公立福生病院(東京都福生市)で、都内の腎臓病患者の女性(当時44歳)に対して外科医が人工透析治療をやめる選択肢を示し、同意した女性が亡くなった問題で、女性の夫(52)と次男(21)が17日、病院を運営する福生病院組合(管理者・加藤育男福生市長)を相手取り、慰謝料など2200万円の支払いを求める訴えを東京地裁に起こした。夫らは「医師らが透析再開を求める意思表示を無視したため、女性は死亡した」などと主張している。
訴状などによると、女性は昨年8月9日、透析用の腕の血管の分路(シャント)が詰まったため病院を受診した。外科医は「首から管(カテーテル)を入れて透析を続ける」「透析治療を中止する」――の二つの選択肢を女性に示した。女性はいったんは治療中止の同意書に署名したが、容体が悪化して入院した後、「こんな苦しいなら透析した方が良い。(治療中止を)撤回する」と病院側に伝えた。しかし病院側は治療を再開せず、女性は16日に亡くなった。
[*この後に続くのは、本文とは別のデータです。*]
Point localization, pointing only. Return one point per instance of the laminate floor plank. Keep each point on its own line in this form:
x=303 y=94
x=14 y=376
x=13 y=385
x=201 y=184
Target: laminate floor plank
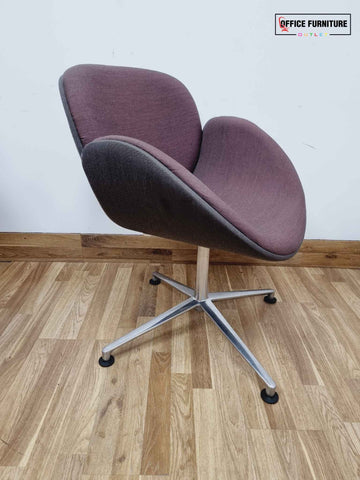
x=179 y=403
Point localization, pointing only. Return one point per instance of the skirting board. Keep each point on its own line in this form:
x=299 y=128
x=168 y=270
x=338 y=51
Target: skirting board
x=140 y=248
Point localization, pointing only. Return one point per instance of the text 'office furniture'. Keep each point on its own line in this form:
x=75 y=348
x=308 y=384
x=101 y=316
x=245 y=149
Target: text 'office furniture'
x=155 y=170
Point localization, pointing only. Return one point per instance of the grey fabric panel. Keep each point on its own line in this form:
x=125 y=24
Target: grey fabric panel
x=138 y=192
x=69 y=117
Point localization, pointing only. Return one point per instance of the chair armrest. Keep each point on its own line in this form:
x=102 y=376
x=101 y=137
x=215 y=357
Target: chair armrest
x=256 y=180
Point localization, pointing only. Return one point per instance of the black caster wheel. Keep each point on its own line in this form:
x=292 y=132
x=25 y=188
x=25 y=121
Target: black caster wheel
x=269 y=399
x=269 y=299
x=106 y=363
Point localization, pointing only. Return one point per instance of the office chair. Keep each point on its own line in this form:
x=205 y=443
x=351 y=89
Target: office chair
x=154 y=169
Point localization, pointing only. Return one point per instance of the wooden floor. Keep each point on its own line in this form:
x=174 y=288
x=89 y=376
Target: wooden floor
x=180 y=403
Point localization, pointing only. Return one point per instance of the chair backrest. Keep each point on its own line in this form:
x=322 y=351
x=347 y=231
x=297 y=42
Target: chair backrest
x=150 y=106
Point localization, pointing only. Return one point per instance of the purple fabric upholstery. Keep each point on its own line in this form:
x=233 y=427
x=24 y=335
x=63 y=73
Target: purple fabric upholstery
x=246 y=177
x=256 y=181
x=143 y=104
x=240 y=187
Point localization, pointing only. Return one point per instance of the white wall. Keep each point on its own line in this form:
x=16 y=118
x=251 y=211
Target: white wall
x=303 y=92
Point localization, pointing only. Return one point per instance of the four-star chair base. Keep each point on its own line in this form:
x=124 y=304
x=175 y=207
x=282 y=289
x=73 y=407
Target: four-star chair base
x=201 y=298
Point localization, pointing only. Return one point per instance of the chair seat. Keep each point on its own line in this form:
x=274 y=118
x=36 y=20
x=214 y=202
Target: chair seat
x=243 y=175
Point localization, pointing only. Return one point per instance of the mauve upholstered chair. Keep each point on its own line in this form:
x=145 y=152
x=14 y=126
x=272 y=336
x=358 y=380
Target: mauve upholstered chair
x=155 y=170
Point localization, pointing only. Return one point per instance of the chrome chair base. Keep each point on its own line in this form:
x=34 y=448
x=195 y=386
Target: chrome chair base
x=200 y=298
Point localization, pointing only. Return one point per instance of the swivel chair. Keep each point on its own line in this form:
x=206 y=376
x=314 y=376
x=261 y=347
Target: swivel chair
x=154 y=169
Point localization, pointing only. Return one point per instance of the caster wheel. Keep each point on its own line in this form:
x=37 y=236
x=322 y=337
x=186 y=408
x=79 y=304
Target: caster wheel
x=268 y=399
x=106 y=363
x=269 y=299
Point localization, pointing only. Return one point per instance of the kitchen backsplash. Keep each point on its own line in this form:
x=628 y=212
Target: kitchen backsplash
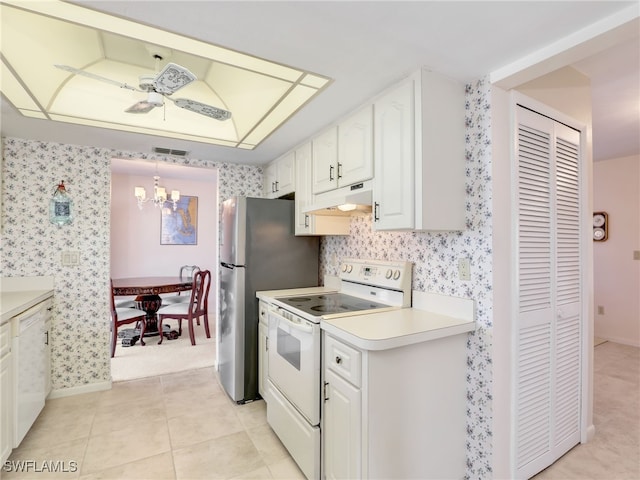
x=31 y=246
x=435 y=268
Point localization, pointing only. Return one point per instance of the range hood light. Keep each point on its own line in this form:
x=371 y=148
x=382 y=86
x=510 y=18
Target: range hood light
x=347 y=207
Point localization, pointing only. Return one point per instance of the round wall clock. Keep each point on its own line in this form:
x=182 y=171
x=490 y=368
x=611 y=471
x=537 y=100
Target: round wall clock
x=600 y=226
女性が終末期ではなかったことから、夫らは「仮に同意があっても治療中止を提案して実行するのは違法だ」と主張。また女性が「苦しい、苦しい」「もう無理」などと何度も病院側に伝えたことを「明らかに透析再開の意思表示だった」とし、「助けてくれと言ったのに、むごい死に方を強いられた」と訴えている。
この問題を受け、透析医らでつくる日本透析医学会は今年度中に、終末期以外の患者にも治療中止を容認する診療ガイドラインを策定する方針。夫らの代理人弁護士の冠木(かぶき)克彦氏は記者会見で「病院を擁護するような対応だ」と学会を批判した。